A symposium presented by The John D. Calandra Italian American Institute

Saturday, October 13, 2001, 2 PM

The Baisley Powell Elebash Recital Hall
The Graduate Center, CUNY
365 Fifth Avenue (between 34th and 35th Streets)
Manhattan

This symposium examines the role of Italian Americans as dockworkers and labor activists on the New York waterfront.   The harsh working conditions on the waterfront included the infamous “shape-up” hiring system, dangerous speed-ups, kickbacks of longshoremens’ wages to local gangsters, and corrupt union officials.

 

The symposium pays tribute to Peter Panto (1911-1939), a rank-and-file longshoreman and union activist who worked on the Red Hook docks on Columbia Street, Brooklyn.  Panto led a rank-and-file revolt against the crooked leadership of International Longshoremen’s Union (ILA) in the guise of union president Joseph P. Ryan (known by dockworkers as “King Joe”) and crime boss Albert Anastasia.

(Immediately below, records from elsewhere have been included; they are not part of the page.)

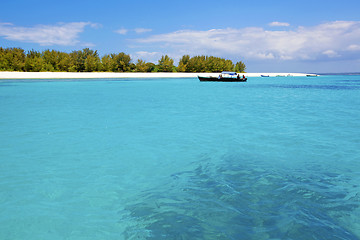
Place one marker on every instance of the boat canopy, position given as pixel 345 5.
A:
pixel 229 73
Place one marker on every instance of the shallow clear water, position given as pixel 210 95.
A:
pixel 273 158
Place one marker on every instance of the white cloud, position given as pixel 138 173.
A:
pixel 328 40
pixel 354 47
pixel 279 24
pixel 122 31
pixel 65 34
pixel 142 30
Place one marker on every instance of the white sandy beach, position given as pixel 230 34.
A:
pixel 94 75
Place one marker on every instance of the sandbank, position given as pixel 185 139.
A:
pixel 105 75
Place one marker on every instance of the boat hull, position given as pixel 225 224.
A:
pixel 216 79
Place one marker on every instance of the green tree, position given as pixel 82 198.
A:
pixel 166 64
pixel 140 66
pixel 106 63
pixel 12 59
pixel 240 67
pixel 183 63
pixel 120 62
pixel 33 61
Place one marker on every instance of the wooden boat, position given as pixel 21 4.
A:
pixel 224 77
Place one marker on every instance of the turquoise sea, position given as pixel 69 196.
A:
pixel 272 158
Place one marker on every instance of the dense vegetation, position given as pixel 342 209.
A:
pixel 87 60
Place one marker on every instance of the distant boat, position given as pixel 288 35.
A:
pixel 224 77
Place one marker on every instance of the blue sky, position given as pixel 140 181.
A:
pixel 268 36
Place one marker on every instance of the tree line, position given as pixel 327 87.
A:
pixel 87 60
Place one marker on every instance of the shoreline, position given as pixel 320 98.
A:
pixel 106 75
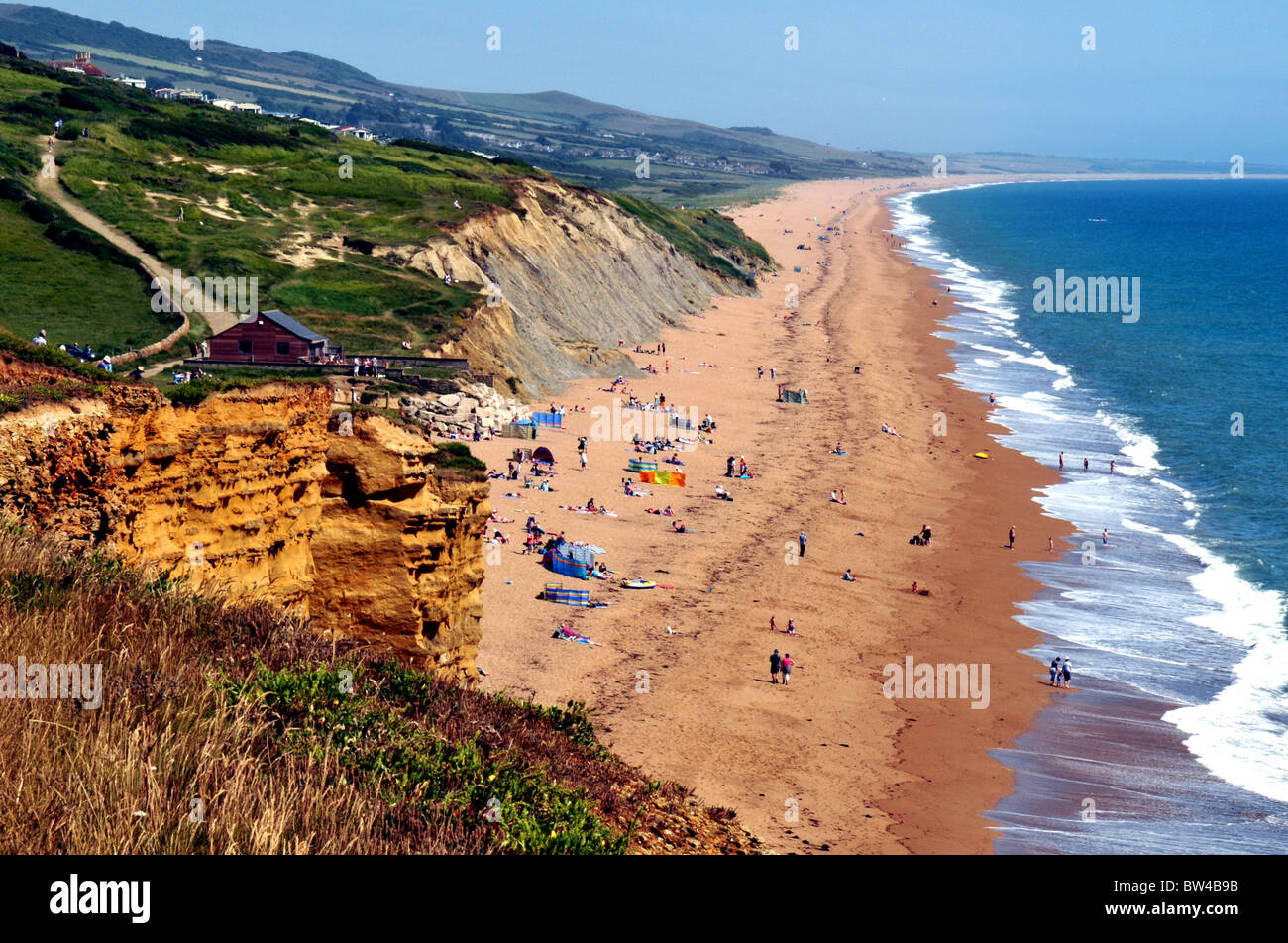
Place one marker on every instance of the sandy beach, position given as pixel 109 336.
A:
pixel 828 763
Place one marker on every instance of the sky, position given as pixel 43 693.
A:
pixel 1166 80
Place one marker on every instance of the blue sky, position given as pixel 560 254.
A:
pixel 1167 78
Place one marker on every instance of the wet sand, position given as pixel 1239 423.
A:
pixel 828 763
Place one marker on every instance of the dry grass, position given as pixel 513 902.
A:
pixel 227 728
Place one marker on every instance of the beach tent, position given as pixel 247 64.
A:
pixel 555 592
pixel 666 479
pixel 552 419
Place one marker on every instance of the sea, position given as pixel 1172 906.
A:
pixel 1171 599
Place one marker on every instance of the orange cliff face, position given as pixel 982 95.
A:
pixel 266 492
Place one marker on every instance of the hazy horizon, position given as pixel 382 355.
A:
pixel 1164 81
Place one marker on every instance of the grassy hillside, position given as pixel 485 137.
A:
pixel 578 140
pixel 713 241
pixel 259 193
pixel 228 728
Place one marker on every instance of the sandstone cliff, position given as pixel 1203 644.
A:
pixel 266 491
pixel 574 273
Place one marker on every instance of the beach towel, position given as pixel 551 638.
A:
pixel 570 635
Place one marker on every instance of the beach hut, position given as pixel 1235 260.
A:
pixel 555 592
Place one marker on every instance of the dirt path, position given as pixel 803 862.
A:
pixel 48 184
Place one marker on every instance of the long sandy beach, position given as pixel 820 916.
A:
pixel 828 763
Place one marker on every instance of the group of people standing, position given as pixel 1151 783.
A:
pixel 780 665
pixel 1060 673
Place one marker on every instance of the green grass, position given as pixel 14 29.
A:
pixel 231 377
pixel 711 240
pixel 381 734
pixel 73 295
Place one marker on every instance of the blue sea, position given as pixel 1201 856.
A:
pixel 1176 738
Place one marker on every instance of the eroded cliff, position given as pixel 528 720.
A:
pixel 574 273
pixel 265 489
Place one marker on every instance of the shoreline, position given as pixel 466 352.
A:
pixel 866 773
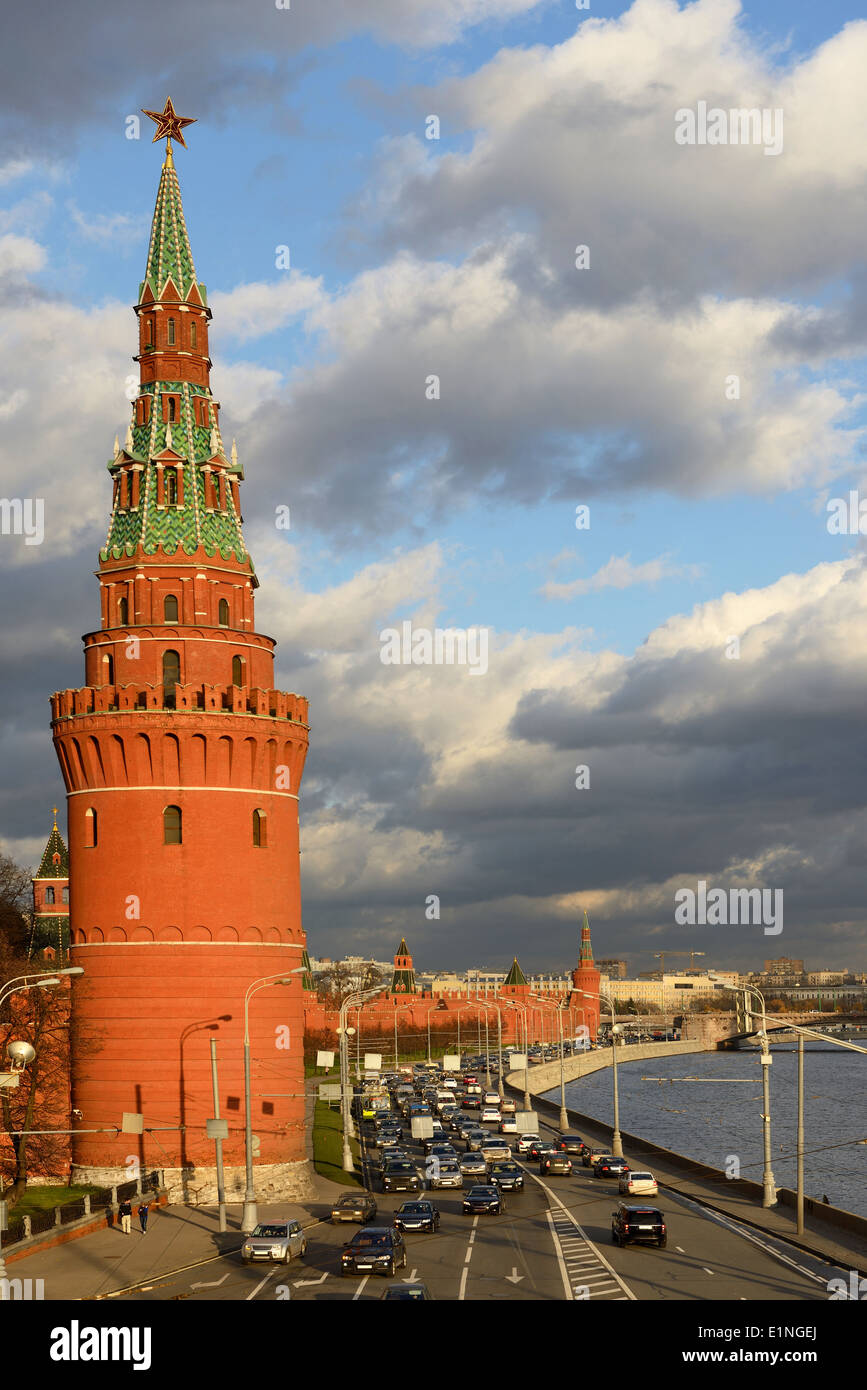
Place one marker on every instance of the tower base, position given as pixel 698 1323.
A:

After a series of confrontations, the 28-year-old Panto was lured from his home on July 14, 1939 to be kidnapped and strangled on Anastasia’s orders.  His body was not found until the following year.  During that time, the area’s workers covered the neighborhood walls and sidewalks with the simple and anonymous phrases: “Dov’ è Peter Panto?” (“Where is Peter Panto?”) and “Who killed Peter Panto?”  His body was eventually exhumed from a lime pit in Lyndhurst, New Jersey.  No one was ever convicted for Panto’s murder.

Peter Panto’s activism and death lead, in part, to reforms on the waterfront in the 1950s.

Program
Professor Calvin Winslow, College of the Redwoods:
“The Roots of Radicalism, Brooklyn Longshoreman, 1890-1920”
William Mello, New School University:

“The Legacy of Peter Panto and the Brooklyn Rank-and-File”

Professor William Di Fazio, St. John’s University:
“In the Spirit of Peter Panto: The Struggle for the Guaranteed Annual Income”
Vincent James Longhi, Esq., former labor lawyer will speak about his work on the Brooklyn docks after World War II.